Proof: China's infection rate https://www.worldometers.info/coronavirus/country/china/
If R0 is in the range of 2-3 the interventions need to reduce transmission by 75% to 85% to get R0 values down to 0.5. At that rate exponential decay starts and the math works the same in the other direction.
The China or South Korea data isn’t especially comforting when you look at the scale of interventions required to bend the curve.
https://www.businessinsider.com/chinas-coronavirus-quarantin...
I'm not a huge fan of sarcasm, but I think zepolen was right to point out that blindly predicting exponential growth is ridiculous. The world is more complicated than some sophomore level differential equations would indicate.
> If you've got a real prediction, why don't you say it?

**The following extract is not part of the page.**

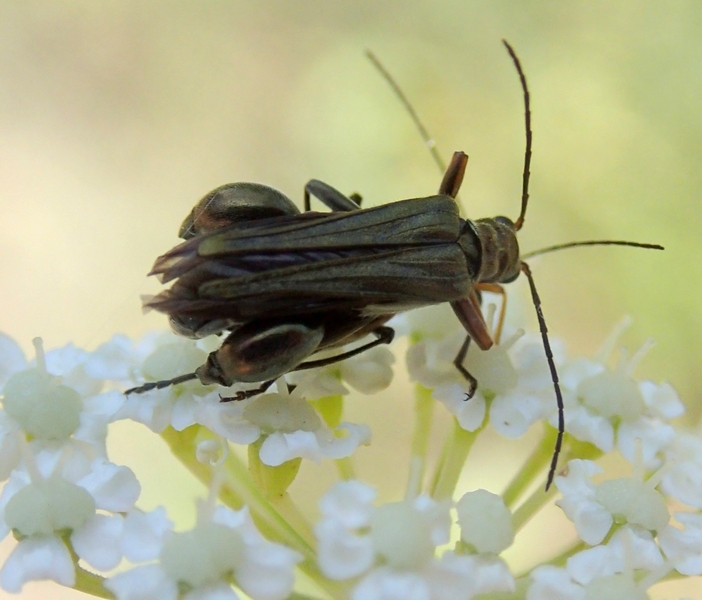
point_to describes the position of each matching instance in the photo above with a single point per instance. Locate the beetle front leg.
(471, 317)
(330, 197)
(458, 363)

The doubling time of the number of infected people will continue to be about three days, until strenuous social distancing measures are implemented (or in the worst case, herd immunity is reached). The rate of newly detected cases will begin to bend downwards about 1-2 weeks after the introduction of such measures, due to the delay between infection and onset of symptoms.
> And you moved the goal posts from "deaths" to "infected".
The number of deaths is proportional to the number of people infected.